La société Le Meuble International a fait délivrer congé à sa locataire pour le 30 avril 2020 par acte d'huissier du 24 octobre 2019.

L'association Gospel Institut ne pouvant revendiquer l'application du statut des baux commerciaux, elle ne peut se prévaloir des dispositions de l'article L.145-9 du code de commerce exigeant à peine de nullité que le congé doit préciser les motifs pour lesquels il est donné et indiquer le délai de deux ans dans lequel le preneur peut saisir le tribunal en contestation du congé ou en paiement d'une indemnité d'éviction.

Le congé a, en conséquence, été valablement délivré et le jugement sera confirmé en ce qu'il a débouté l'association Gospel Institut de sa demande de nullité.

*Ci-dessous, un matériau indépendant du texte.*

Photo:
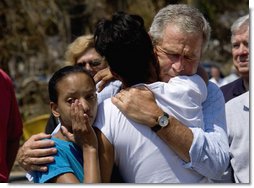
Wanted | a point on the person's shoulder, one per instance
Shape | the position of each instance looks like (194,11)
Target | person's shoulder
(231,84)
(243,98)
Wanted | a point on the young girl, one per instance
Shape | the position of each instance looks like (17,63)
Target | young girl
(73,101)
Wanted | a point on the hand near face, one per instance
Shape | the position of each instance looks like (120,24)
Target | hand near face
(36,153)
(103,76)
(83,133)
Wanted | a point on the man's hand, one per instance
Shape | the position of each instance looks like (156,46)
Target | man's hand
(36,153)
(139,105)
(104,76)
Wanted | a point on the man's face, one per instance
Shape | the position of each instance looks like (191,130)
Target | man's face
(75,86)
(178,53)
(240,52)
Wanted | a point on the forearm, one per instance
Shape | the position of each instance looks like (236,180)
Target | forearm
(91,166)
(178,137)
(12,150)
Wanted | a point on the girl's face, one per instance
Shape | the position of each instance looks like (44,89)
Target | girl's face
(75,86)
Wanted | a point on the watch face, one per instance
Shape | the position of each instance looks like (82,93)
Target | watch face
(163,121)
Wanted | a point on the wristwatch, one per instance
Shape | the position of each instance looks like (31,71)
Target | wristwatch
(162,122)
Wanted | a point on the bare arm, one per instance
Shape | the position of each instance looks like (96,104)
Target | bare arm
(85,137)
(139,105)
(36,153)
(12,150)
(106,155)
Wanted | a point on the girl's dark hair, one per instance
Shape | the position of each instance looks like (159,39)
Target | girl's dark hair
(59,75)
(126,45)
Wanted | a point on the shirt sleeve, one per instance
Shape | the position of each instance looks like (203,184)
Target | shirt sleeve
(209,151)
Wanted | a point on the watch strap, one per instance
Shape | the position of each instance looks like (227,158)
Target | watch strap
(156,128)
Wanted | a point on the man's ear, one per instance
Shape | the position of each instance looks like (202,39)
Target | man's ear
(54,109)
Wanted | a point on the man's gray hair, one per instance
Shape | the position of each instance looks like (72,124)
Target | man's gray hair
(186,18)
(241,24)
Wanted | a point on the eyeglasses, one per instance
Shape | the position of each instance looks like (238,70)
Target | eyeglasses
(92,63)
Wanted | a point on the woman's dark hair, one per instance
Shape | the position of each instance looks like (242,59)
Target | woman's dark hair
(59,75)
(126,45)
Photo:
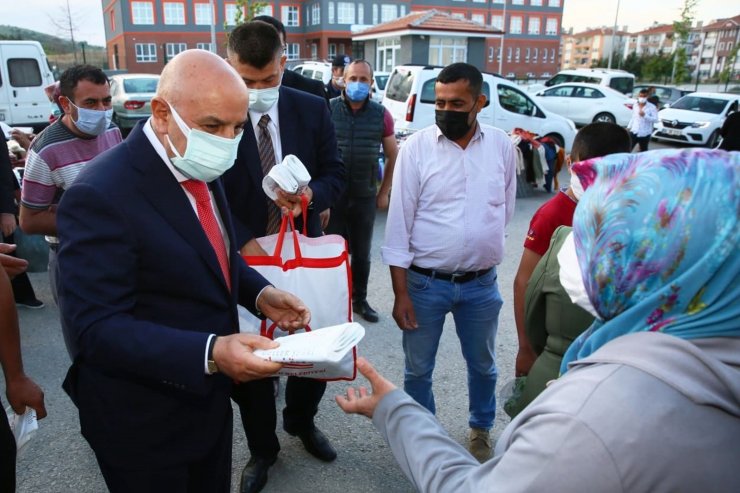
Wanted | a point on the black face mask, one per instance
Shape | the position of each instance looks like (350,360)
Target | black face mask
(453,124)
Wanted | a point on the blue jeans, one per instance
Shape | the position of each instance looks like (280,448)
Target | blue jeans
(475,306)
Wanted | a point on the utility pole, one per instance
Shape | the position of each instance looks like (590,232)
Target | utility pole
(501,47)
(614,35)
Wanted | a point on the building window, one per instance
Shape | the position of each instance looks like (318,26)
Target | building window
(230,10)
(202,13)
(515,25)
(387,12)
(446,50)
(142,13)
(146,52)
(174,13)
(173,49)
(534,25)
(345,13)
(315,14)
(294,51)
(290,16)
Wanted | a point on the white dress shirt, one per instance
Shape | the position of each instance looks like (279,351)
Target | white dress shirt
(642,126)
(450,205)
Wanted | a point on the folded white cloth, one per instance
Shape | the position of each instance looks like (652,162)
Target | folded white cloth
(291,176)
(327,345)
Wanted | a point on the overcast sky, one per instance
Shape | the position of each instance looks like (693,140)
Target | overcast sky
(579,14)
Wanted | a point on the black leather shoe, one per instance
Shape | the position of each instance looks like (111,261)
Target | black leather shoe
(364,309)
(254,475)
(317,444)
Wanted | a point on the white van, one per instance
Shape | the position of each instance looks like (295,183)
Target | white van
(409,97)
(24,73)
(619,80)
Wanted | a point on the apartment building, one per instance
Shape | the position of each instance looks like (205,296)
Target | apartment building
(141,35)
(582,50)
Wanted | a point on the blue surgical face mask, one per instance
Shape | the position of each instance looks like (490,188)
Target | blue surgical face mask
(206,156)
(92,122)
(357,91)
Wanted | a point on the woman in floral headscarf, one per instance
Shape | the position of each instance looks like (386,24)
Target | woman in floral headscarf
(650,398)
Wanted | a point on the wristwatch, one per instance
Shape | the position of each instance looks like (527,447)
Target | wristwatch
(211,363)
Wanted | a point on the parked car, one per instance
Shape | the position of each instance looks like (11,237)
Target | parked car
(587,103)
(380,80)
(131,98)
(619,80)
(666,94)
(409,97)
(315,70)
(696,118)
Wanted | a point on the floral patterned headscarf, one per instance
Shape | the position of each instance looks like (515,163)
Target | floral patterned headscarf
(656,234)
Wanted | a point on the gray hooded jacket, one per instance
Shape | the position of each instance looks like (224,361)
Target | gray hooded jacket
(647,412)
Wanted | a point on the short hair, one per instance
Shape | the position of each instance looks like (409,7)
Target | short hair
(600,139)
(274,23)
(255,43)
(73,75)
(462,71)
(361,60)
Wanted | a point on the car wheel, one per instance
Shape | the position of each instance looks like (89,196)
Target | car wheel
(713,139)
(557,138)
(604,117)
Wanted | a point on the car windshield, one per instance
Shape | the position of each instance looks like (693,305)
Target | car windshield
(380,81)
(399,85)
(701,104)
(140,85)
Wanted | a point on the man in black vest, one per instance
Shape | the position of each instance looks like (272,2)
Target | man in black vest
(361,126)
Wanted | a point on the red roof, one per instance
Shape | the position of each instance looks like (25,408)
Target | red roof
(430,20)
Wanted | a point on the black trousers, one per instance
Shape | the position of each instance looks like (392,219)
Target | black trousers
(212,474)
(353,218)
(643,141)
(7,454)
(22,288)
(256,400)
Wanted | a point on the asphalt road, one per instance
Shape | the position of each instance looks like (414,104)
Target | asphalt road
(58,459)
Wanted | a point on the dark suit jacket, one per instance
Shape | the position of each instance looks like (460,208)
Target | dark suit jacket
(303,83)
(140,291)
(306,131)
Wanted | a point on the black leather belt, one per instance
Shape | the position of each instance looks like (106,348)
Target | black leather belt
(458,277)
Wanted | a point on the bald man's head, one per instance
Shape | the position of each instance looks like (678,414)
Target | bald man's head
(205,91)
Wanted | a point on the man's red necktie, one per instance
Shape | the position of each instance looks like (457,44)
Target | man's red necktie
(199,190)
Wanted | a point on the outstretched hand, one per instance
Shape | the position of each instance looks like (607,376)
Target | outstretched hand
(359,401)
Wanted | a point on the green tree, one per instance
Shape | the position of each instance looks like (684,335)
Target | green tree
(681,29)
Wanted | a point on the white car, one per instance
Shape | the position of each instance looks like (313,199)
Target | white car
(409,97)
(587,103)
(696,118)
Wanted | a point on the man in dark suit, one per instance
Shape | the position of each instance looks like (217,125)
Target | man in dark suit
(282,121)
(149,282)
(291,78)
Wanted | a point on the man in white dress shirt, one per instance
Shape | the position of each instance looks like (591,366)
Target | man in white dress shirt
(453,194)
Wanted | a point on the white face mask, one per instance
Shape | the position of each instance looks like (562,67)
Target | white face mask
(261,100)
(92,122)
(575,186)
(571,278)
(206,156)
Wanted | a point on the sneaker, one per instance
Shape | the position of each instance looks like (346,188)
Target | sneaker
(480,444)
(33,304)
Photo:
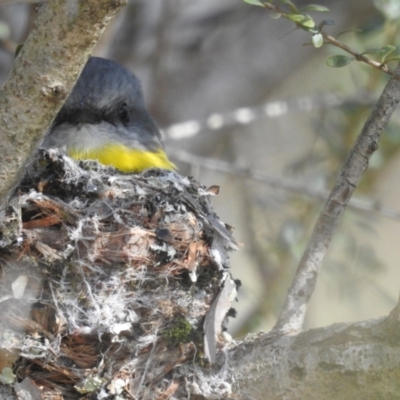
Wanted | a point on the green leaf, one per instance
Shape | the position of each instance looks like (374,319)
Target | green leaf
(293,8)
(326,22)
(339,61)
(317,40)
(304,21)
(315,7)
(254,2)
(275,15)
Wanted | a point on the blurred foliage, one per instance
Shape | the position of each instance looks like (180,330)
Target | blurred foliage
(353,263)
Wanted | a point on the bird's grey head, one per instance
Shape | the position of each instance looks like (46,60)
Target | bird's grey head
(106,104)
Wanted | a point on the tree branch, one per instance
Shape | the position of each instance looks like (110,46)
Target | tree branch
(293,313)
(43,75)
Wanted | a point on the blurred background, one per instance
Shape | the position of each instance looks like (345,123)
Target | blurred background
(246,104)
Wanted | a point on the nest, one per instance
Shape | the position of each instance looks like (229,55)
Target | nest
(112,286)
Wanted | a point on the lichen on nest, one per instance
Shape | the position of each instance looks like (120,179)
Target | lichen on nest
(107,281)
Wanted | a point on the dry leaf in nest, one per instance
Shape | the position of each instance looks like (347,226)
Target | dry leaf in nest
(118,275)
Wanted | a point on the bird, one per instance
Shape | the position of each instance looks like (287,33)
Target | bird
(105,119)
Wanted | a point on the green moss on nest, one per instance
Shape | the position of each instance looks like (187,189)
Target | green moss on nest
(179,332)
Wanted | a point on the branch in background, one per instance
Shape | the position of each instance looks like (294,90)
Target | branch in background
(280,182)
(292,315)
(43,74)
(305,22)
(271,109)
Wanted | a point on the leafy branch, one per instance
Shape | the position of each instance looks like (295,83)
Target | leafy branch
(319,37)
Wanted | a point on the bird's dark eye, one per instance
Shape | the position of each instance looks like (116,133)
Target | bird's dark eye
(123,114)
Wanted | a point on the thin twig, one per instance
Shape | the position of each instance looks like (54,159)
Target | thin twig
(358,56)
(278,182)
(292,315)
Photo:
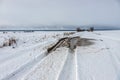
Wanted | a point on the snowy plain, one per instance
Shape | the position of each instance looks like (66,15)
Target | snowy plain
(28,60)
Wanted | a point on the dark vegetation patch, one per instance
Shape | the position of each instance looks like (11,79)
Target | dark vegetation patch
(71,43)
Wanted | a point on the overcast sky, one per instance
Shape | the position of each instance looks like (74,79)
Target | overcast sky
(63,12)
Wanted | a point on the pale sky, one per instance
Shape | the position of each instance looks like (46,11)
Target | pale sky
(64,12)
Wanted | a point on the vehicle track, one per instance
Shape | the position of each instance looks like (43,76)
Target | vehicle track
(23,52)
(25,67)
(69,70)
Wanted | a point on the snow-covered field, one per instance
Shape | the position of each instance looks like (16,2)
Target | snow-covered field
(28,60)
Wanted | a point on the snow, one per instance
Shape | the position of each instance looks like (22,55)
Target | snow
(29,60)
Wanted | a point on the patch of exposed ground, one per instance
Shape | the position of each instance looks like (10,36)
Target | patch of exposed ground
(71,43)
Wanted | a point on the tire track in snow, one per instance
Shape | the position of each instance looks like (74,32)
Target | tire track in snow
(25,67)
(69,69)
(28,65)
(114,59)
(23,52)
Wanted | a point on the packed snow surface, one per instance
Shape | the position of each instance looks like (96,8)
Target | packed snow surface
(29,59)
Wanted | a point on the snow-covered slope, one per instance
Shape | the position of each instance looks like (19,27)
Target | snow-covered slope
(29,61)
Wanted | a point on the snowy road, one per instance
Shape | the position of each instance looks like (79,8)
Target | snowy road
(98,61)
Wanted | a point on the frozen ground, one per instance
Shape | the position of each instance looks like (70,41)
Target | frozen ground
(29,59)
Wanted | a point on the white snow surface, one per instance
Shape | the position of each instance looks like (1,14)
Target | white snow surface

La locataire ne peut non plus revendiquer le paiement de l'indemnité d'éviction prévue par l'article L.145-14 du code de commerce, ce qui conduira la cour à infirmer le jugement en ce qu'il a ordonné une expertise aux fins de déterminer le montant de cette indemnité, prétention dont l'association Gospel Institut sera déboutée.

PAR CES MOTIFS

La Cour statuant publiquement, contradictoirement, par mise à disposition de l'arrêt au greffe de la Cour, les parties en ayant été préalablement avisées dans les conditions prévues au deuxième alinéa de l'article 450 du Code de procédure civile, après en avoir délibéré conformément à la loi,

CONFIRME le jugement du tribunal judiciaire de Grenoble en date du 14 décembre 2020 en ce qu'il a dit que le congé délivré le 24 octobre 2019 par la SAS Le Meuble International à l'association Gospel Institut a mis fin, à compter du 30 avril 2020, au bail du 1er septembre 1999 portant sur les locaux situés au rez-de-chaussée de l'immeuble sis [Adresse 3] à [Localité 2],

L'INFIRME en toutes ses autres dispositions soumises à la cour,

statuant à nouveau,

DECLARE l'association Gospel Institut irrecevable en ses demandes visant à voir dire que le bail est de nature commerciale et soumis au statut des baux commerciaux,

DEBOUTE l'association Gospel Institut de sa demande d'indemnité d'éviction,

y ajoutant,

CONDAMNE l'association Gospel Institut à verser à la SAS Le Meuble International la somme de 3000 euros en application des dispositions de l'article 700 du code de procédure civile,

CONDAMNE l'association Gospel Institut aux dépens de première instance et d'appel.

SIGNÉ par Mme FIGUET, Présidente et par Mme RICHET, Greffière à laquelle la minute de la décision a été remise par le magistrat signataire.